When Covid erupted internationally in early 2020 (after boiling up steam in China for several months), the first paradigm that instantly came to mind was the 1918 Spanish flu, which infected about 500 million people (one-third of the world’s population at the time) and killed between 20 and 50 million. That was a long time ago. And much has since been forgotten. But we don’t have to think back that far to find precedents to warn us that despite all the technological prowess we have accumulated since that time, we remain vulnerable to even the lowliest virus.
In 2003, a severe acute respiratory syndrome (SARS) caused by a strain of coronavirus – the same family that causes the common cold – was first reported in China and was quickly carried by unsuspecting travellers to North America, South America and Europe, ultimately spreading to 29 countries and resulting in 811 deaths (44 in Canada – the largest cluster outside of Asia). That was the precursor that taught us to click elbows instead of shake hands.
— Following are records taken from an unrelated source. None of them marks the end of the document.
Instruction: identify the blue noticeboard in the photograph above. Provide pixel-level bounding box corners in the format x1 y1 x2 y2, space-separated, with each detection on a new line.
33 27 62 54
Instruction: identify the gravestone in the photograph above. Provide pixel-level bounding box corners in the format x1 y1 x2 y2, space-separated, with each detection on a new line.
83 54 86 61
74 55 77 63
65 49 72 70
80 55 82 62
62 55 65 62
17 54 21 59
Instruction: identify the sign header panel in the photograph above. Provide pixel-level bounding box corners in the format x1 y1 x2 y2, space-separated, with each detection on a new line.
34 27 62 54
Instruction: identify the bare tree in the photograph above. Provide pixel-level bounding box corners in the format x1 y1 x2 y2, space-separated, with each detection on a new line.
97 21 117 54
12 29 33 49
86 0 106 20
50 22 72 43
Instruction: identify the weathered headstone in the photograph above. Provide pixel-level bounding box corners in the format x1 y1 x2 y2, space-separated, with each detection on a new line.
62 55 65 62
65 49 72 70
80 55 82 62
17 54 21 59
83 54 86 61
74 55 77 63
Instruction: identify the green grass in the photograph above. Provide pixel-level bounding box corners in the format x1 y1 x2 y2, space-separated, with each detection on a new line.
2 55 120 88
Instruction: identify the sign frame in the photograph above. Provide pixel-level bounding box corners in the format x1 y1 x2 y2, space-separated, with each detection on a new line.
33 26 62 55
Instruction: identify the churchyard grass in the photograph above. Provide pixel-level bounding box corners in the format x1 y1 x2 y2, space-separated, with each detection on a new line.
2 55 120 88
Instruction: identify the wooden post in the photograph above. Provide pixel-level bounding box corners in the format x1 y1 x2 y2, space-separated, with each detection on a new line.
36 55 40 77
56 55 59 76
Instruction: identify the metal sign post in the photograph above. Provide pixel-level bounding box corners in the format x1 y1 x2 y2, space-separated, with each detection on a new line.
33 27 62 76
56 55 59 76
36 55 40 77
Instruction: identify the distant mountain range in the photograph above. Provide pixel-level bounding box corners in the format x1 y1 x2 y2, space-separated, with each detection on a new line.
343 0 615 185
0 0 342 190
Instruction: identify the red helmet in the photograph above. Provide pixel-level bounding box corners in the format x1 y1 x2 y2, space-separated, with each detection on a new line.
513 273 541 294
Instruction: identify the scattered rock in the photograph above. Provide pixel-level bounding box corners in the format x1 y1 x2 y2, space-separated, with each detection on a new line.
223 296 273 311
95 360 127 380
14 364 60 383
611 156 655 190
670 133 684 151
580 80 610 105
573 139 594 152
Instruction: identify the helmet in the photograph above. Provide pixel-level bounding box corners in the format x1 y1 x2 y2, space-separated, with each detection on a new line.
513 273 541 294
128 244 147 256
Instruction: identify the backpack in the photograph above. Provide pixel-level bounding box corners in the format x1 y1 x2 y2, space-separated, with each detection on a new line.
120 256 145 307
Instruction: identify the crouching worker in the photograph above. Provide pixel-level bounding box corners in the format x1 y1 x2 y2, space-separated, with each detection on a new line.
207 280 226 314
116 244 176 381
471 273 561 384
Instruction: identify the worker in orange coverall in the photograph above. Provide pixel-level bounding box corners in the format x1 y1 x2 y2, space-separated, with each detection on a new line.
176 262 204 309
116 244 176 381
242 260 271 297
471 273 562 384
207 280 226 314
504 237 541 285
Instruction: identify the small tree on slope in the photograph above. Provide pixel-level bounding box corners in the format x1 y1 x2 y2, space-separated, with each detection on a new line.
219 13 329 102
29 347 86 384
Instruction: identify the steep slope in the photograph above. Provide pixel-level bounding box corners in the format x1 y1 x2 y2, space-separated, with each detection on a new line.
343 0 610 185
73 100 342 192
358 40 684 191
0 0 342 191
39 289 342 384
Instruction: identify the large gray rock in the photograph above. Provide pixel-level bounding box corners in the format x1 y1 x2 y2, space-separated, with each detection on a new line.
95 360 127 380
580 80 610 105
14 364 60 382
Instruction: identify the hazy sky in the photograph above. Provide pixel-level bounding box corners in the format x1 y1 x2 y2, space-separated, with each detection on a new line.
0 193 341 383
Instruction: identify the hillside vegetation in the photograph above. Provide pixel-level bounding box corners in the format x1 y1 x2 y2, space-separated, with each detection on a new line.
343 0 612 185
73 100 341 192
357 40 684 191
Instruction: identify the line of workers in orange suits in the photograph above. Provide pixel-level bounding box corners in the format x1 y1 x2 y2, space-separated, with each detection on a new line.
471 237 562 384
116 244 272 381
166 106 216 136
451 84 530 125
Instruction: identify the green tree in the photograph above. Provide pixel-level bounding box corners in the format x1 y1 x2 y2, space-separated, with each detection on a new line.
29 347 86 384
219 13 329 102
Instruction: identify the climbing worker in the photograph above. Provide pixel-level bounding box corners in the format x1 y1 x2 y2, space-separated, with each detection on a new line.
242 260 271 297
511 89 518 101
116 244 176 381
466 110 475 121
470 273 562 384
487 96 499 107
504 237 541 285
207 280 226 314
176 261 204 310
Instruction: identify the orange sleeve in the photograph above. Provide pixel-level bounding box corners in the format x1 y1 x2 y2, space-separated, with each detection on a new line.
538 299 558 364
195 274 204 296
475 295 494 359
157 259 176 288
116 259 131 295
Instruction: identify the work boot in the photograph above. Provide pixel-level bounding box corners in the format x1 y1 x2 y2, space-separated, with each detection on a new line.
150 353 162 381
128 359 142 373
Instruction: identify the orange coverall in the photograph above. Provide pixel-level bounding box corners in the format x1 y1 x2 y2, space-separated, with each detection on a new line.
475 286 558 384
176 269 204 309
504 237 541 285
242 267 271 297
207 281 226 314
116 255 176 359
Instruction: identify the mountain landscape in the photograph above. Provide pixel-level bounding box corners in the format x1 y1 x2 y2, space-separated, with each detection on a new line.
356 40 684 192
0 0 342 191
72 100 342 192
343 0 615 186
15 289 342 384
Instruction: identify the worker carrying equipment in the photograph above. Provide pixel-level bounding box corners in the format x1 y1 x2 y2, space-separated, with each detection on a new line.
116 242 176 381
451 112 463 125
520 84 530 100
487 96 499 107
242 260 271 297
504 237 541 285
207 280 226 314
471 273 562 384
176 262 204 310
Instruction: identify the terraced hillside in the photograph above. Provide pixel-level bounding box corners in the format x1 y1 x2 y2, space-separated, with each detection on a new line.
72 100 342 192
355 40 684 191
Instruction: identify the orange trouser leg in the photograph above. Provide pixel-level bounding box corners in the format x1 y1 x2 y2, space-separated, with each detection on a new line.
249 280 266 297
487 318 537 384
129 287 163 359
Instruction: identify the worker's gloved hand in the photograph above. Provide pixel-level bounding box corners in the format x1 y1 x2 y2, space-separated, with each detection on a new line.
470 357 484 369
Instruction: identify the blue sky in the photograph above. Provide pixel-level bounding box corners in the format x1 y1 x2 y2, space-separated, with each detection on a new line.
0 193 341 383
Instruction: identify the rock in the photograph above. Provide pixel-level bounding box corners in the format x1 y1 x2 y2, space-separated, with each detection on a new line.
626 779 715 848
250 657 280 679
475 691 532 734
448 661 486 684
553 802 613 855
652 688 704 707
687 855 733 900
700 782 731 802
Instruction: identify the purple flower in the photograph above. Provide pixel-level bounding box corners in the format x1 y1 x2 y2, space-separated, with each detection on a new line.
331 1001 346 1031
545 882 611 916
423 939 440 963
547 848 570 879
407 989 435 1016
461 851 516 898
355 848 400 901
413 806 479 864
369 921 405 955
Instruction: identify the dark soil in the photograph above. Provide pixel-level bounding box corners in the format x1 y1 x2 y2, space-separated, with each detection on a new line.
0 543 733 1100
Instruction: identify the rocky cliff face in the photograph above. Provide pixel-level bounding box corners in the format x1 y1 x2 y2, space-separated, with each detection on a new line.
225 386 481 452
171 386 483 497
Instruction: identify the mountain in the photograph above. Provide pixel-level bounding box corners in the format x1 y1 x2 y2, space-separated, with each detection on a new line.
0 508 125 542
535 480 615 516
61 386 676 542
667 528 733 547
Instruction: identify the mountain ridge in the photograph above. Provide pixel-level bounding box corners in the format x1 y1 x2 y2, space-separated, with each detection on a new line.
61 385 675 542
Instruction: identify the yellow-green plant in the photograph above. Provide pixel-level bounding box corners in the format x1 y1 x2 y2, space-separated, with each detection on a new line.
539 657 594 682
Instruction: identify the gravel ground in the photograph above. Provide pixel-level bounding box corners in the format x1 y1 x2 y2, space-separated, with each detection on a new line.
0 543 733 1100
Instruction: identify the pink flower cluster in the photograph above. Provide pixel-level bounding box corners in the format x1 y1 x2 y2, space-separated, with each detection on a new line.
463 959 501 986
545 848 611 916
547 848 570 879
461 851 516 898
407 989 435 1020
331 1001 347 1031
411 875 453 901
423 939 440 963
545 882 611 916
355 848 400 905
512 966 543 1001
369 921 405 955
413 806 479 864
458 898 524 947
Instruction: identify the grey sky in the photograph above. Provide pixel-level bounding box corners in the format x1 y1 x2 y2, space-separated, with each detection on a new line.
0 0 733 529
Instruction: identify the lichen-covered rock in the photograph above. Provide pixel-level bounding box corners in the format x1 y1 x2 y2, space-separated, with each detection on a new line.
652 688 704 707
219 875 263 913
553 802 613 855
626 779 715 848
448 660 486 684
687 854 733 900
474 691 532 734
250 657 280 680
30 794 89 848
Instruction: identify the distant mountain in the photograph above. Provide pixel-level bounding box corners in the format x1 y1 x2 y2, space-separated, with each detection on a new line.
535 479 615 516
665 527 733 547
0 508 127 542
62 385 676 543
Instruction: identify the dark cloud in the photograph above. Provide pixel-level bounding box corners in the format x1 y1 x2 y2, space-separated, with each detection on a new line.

Then, in 2009, we had H1N1, a swine flu virus that originated in a village in Mexico and ultimately claimed between 151,700 and 575,000 lives worldwide in its first year1 while also effecting travel restrictions in 72 countries. This was followed in 2012 by MERS (Middle East Respiratory Syndrome, also known as camel flu, caused by a coronavirus), and in 2015 and 2016 pregnant women – and those planning to conceive – were threatened by the Zika epidemic in several countries of the Americas.
Assessing the impact of the global Covid-19 pandemic
The costs of these events (except for the Spanish flu) were minor compared to Covid-19, but they all should have warned us how fragile our defenses against invisible intruders really were, and how ill-prepared we appeared to be in anticipating, predicting, monitoring, defending and protecting against them in a world where global travel makes such intrusions not only probable, but inevitable. Nonetheless, producers and providers of travel insurance each time stepped up and added new benefits (and exclusions) to their public offerings: adjusted prices, revised cancellation and trip interruption conditions, reconstructed medical underwriting protocols, and generally added pages to already-long policy contracts.
But, with Covid, it all hit the fan. Within weeks, international travel plummeted by over 90 per cent. Millions of trips were cancelled. Travellers were ordered home. Whole societies shut down. Travel advisors sat at home, doling out rebates for cancelled trips. The toll mounted and the waiting for relief began.
Why were we caught so flat-footed? Why were our national responses so erratic, so disjointed? Where were the stores of masks, personal protective equipment and respirators? Where were the playbooks for handling pandemics? Why were we so unprepared? Why did our politicians feel compelled to flounder about in science, and our scientists in politics?
Now, with the threat of Covid hopefully stabilising, and with at least some nations forecasting a return
to some degree of normalcy, will the so-called ‘pent-up demand’ for a resumption of travel materialise? Or will aspiring travellers demand more assurances of safety, more protection from unknown risk – or worse, will they just stay home?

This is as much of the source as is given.